In recent years, using soft computing (SC) in different sciences has led to desirable results (Mondal et al. 2012; Gad and Khalaf 2013; Gorani et al. 2014; Al-Abadi 2014; Khoshbi et al. 2016; Ahmadianfar et al. 2016; Azimi et al. 2017). To overcome the uncertainty and complexity accompained with bed load sediment transport estimation in sewers, Azamathulla et al. (2012) presented multi-ninlinear regression-based model and adaptive neuro-fuzzy inference systems (ANFIS). They found that the offered ANFIS model could employed as a strongth alternative tool in sedimen transport prediction at clean pipe. Ebtehaj and Bonakdari (2013) evaluated the performance of artificial neural network (ANN) in estimation of sediment transport using self-cleansing concept. They found the superior results of ANN in compared with existing regression-based methods. Ebtehaj and Bonakdari (2014) employed two different algorithms; back-propagation (BP) and hybrid of back-propagation and least-square (BP-LS); to train ANFIS in predicting of sediment transport in sewers. Moreover, to the generation of fuzzy inference systesm (FIS), sub-clustering (SC) and grid partitioning (GP) were utilized. Based on these methods, they introduced four different methods in ANFIS training. The results illustrated that a combination of GP and Hybrid results in the most precise sediment transport prediction.

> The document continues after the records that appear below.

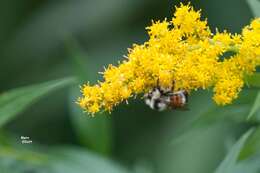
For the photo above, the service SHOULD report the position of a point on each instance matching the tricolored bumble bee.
(160, 99)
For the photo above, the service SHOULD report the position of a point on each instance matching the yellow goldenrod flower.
(182, 52)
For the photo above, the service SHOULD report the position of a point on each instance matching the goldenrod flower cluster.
(182, 52)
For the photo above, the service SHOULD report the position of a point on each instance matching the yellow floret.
(181, 54)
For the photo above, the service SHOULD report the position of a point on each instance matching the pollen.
(181, 53)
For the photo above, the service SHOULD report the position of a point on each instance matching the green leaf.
(255, 7)
(56, 160)
(17, 100)
(252, 145)
(68, 160)
(253, 80)
(255, 110)
(228, 164)
(93, 132)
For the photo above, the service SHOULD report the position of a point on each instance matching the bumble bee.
(160, 99)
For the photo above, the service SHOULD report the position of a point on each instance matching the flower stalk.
(182, 54)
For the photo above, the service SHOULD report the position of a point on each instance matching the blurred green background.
(47, 40)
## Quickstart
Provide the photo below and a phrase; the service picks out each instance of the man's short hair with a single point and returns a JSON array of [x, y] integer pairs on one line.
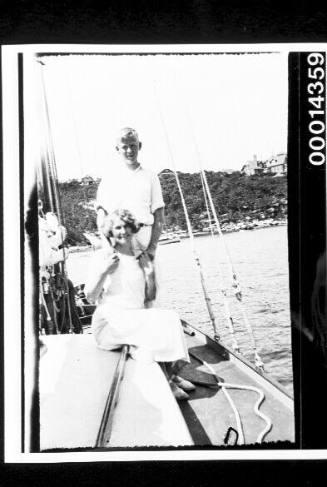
[[126, 133]]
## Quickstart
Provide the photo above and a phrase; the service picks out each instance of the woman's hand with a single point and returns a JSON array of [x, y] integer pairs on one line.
[[110, 263], [146, 264]]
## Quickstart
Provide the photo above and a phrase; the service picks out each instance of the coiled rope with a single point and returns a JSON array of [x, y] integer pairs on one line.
[[224, 386]]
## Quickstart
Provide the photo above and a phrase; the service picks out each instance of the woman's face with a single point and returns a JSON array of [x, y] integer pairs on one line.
[[121, 232]]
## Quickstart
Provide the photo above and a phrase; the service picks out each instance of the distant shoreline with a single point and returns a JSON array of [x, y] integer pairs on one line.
[[229, 228]]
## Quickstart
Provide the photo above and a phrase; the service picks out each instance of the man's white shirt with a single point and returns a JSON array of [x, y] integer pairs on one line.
[[138, 191]]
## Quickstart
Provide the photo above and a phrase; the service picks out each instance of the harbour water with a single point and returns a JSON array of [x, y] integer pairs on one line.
[[260, 259]]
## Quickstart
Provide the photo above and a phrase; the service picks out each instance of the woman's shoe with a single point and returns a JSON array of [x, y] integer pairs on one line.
[[178, 393], [184, 384]]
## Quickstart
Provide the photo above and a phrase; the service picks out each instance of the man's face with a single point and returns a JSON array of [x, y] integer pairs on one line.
[[120, 231], [128, 148]]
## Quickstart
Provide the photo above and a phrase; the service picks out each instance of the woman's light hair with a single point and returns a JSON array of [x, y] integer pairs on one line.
[[125, 216]]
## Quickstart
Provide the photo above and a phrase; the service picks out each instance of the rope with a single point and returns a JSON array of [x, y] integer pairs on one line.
[[226, 385]]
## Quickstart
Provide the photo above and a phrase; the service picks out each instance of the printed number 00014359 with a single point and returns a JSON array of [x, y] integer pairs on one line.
[[316, 88]]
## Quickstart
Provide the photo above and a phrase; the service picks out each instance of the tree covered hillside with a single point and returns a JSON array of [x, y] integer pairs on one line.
[[235, 196]]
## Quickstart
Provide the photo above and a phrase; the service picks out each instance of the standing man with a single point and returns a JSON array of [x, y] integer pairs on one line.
[[129, 186]]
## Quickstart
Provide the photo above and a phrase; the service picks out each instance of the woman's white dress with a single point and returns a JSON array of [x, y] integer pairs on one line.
[[120, 317]]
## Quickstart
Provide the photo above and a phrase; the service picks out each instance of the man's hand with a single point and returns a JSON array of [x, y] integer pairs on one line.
[[151, 252], [110, 263], [146, 263]]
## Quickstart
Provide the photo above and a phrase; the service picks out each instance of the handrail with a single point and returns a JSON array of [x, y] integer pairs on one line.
[[105, 429]]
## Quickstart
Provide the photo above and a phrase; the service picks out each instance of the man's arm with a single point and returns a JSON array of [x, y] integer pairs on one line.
[[156, 231]]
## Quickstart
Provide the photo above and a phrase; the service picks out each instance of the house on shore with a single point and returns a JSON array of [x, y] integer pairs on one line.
[[276, 164]]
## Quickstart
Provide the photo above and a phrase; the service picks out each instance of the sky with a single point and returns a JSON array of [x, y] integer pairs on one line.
[[213, 111]]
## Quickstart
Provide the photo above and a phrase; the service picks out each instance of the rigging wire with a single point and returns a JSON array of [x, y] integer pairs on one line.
[[189, 226], [235, 283], [196, 258], [53, 192]]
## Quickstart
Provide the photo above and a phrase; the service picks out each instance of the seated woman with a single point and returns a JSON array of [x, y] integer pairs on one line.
[[117, 284]]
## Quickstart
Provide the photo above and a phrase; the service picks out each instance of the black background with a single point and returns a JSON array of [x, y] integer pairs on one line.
[[196, 22]]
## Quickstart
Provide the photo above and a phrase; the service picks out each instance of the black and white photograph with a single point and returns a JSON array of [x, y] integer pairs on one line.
[[155, 310]]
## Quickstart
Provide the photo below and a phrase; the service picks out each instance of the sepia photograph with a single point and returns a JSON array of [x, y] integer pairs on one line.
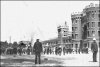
[[59, 33]]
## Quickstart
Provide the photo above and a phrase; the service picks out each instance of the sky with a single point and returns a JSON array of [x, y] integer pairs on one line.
[[23, 20]]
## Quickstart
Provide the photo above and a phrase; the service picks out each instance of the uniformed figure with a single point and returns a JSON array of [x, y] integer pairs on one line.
[[37, 49], [94, 49]]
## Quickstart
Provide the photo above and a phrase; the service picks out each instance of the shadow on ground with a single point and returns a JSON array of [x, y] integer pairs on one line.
[[10, 61]]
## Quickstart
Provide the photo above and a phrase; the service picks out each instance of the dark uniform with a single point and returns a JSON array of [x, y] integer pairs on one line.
[[94, 49], [37, 49]]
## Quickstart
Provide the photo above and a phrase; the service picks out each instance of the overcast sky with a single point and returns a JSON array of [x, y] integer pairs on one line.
[[23, 19]]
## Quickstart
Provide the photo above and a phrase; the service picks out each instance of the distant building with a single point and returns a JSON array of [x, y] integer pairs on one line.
[[86, 25], [76, 29], [63, 39]]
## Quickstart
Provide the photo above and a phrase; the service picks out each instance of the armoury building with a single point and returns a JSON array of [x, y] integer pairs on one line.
[[63, 39], [86, 26]]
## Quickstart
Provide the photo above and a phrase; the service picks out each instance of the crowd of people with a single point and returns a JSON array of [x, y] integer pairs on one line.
[[21, 48]]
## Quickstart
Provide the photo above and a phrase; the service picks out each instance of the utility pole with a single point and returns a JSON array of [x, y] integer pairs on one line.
[[10, 39]]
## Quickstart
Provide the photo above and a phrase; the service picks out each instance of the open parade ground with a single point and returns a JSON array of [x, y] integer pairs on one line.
[[49, 60]]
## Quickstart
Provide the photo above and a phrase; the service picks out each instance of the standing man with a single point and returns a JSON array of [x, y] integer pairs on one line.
[[37, 49], [94, 49]]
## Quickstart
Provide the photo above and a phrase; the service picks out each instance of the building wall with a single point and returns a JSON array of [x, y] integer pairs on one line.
[[76, 29], [92, 21], [88, 25]]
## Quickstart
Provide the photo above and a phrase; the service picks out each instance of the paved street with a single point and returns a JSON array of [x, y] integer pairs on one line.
[[53, 60]]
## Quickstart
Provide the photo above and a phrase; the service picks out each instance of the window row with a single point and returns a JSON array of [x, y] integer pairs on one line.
[[90, 33], [74, 36], [90, 24], [74, 28]]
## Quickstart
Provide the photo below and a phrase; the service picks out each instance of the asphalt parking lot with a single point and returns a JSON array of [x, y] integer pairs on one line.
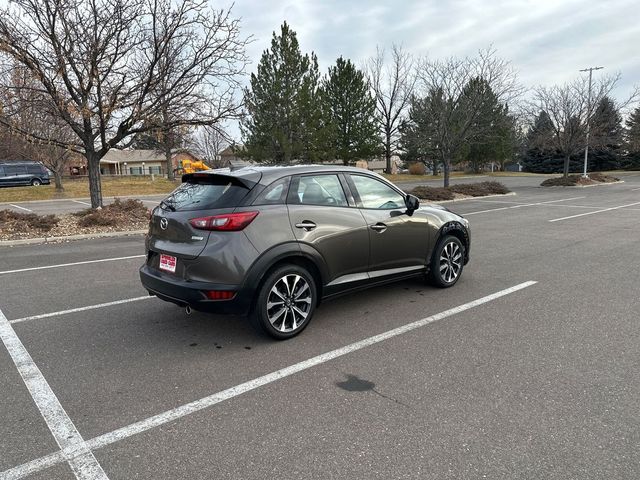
[[528, 368]]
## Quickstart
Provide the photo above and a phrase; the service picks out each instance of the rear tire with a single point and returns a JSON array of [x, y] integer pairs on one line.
[[285, 303], [447, 262]]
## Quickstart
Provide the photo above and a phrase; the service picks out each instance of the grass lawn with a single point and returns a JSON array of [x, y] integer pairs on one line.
[[79, 188], [406, 177]]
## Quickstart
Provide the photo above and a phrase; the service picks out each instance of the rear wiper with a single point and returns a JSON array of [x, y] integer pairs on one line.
[[166, 206]]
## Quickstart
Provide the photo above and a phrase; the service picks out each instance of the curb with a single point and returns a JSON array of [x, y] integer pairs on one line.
[[83, 198], [437, 202], [86, 236], [601, 184]]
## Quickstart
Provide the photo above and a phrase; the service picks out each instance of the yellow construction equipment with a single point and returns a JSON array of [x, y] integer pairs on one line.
[[191, 166]]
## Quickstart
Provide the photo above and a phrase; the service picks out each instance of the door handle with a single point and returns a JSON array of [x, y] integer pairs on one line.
[[307, 225]]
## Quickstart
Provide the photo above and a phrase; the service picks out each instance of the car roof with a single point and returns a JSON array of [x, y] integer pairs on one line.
[[271, 173]]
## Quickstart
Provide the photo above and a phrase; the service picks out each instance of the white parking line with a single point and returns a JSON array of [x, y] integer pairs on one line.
[[189, 408], [80, 309], [73, 447], [21, 208], [30, 269], [592, 213], [522, 205]]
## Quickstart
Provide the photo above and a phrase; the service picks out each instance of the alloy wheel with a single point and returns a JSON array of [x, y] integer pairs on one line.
[[450, 262], [289, 303]]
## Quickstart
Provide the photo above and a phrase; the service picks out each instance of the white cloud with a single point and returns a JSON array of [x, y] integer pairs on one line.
[[547, 41]]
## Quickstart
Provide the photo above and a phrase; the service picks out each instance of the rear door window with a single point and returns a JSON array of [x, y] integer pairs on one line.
[[274, 194], [207, 193], [324, 190], [16, 169], [376, 195]]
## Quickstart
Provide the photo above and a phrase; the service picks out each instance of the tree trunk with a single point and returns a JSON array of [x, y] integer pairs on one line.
[[566, 166], [95, 182], [57, 178], [446, 167], [387, 153], [168, 162]]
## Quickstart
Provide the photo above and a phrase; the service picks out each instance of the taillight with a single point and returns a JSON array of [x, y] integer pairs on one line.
[[220, 294], [229, 222]]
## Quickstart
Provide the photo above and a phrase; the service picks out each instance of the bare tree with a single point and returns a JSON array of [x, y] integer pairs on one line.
[[568, 108], [209, 141], [392, 87], [25, 108], [101, 64], [460, 94]]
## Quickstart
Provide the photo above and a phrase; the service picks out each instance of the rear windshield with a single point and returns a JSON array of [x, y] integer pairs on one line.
[[204, 194]]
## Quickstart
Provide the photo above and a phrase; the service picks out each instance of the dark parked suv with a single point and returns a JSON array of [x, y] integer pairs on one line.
[[15, 173], [272, 242]]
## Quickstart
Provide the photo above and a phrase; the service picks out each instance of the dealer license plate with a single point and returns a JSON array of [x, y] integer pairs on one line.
[[168, 263]]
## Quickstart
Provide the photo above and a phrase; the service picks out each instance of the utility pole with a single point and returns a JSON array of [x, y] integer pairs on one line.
[[586, 148]]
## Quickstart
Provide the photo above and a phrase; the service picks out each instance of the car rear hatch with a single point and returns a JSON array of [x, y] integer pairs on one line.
[[201, 194]]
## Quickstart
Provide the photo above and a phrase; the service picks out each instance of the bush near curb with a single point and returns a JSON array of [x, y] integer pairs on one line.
[[32, 221], [481, 189], [575, 180], [112, 214]]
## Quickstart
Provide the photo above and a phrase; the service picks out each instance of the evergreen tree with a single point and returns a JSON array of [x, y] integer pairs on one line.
[[285, 119], [351, 110], [415, 143], [606, 136], [632, 141], [540, 156]]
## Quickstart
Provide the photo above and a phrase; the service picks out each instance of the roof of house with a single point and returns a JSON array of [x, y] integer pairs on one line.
[[138, 156]]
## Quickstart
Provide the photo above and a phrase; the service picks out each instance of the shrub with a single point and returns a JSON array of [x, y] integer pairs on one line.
[[120, 211], [417, 168], [481, 189], [29, 220], [432, 193]]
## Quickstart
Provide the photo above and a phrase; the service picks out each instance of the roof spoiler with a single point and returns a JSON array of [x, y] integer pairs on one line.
[[248, 181]]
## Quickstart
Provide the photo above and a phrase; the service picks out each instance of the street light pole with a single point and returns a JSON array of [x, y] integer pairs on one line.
[[586, 148]]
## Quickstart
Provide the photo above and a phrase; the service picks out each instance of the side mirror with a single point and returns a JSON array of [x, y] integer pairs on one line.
[[412, 203]]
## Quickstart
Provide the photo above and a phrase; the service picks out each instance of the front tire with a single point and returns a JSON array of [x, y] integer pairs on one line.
[[447, 262], [286, 302]]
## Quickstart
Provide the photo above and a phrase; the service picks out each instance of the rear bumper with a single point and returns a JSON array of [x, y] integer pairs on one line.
[[183, 293]]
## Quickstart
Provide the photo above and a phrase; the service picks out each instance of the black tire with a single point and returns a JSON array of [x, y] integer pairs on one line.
[[285, 303], [447, 262]]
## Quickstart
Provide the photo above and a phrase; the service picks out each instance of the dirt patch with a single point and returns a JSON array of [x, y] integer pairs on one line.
[[579, 180], [119, 216], [480, 189]]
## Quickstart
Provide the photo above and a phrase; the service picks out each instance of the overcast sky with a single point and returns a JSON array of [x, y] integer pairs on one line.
[[547, 41]]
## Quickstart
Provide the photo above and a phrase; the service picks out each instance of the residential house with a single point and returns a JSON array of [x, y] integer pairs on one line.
[[141, 162]]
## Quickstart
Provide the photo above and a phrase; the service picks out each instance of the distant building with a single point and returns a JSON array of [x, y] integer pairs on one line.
[[141, 162], [231, 155]]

All computational methods have different advantages and disadvantages depending on the type of problems, the decision on whether or not to use it done. In ANN, the learning and computations are easy but the major drawbacks of this approach are as arriving at the local minimum, less generalizing performance, over-fitting problem and slow convergence speed. Moreover, attaining the optimal structure of a constructed ANN is not simple (Rezaei et al. 2017). The main shortcoming of fuzzy logic (FL) is in finding the shape of each variable and suitable membership functions are untangled by trial and error (Singh et al. 2012, 2013). To overcome the disadvantage of ANN and fuzzy logic, ANFIS has been introduced which are knowning as a most popular strong SC tool. ANFIS is an adaptive fuzzy system which allows to utilization of ANN topology with FL simultaneously. It not only contains the features of both approaches, but also removes some shortcomings of their lonely-utilized case. Indeed, ANFIS consists of ANN advantages such as understanding mathematical details is not obligate and acquaintance with the job data is enough, employed different algorithm within learning course and solving nonlinear complex problems with strong capacity (Isanta Navarro 2013). Moreover, the advantages of ANFIS in comparison with ANN are attained highly nonlinear mapping, better learning capacity, and involves fewer tuneable parameters. However, the most constraints in ANFIS are more complex than FIS, not existe for all types of FIS (Rezaei et al. 2017) and there is no law for tunning the membership functions.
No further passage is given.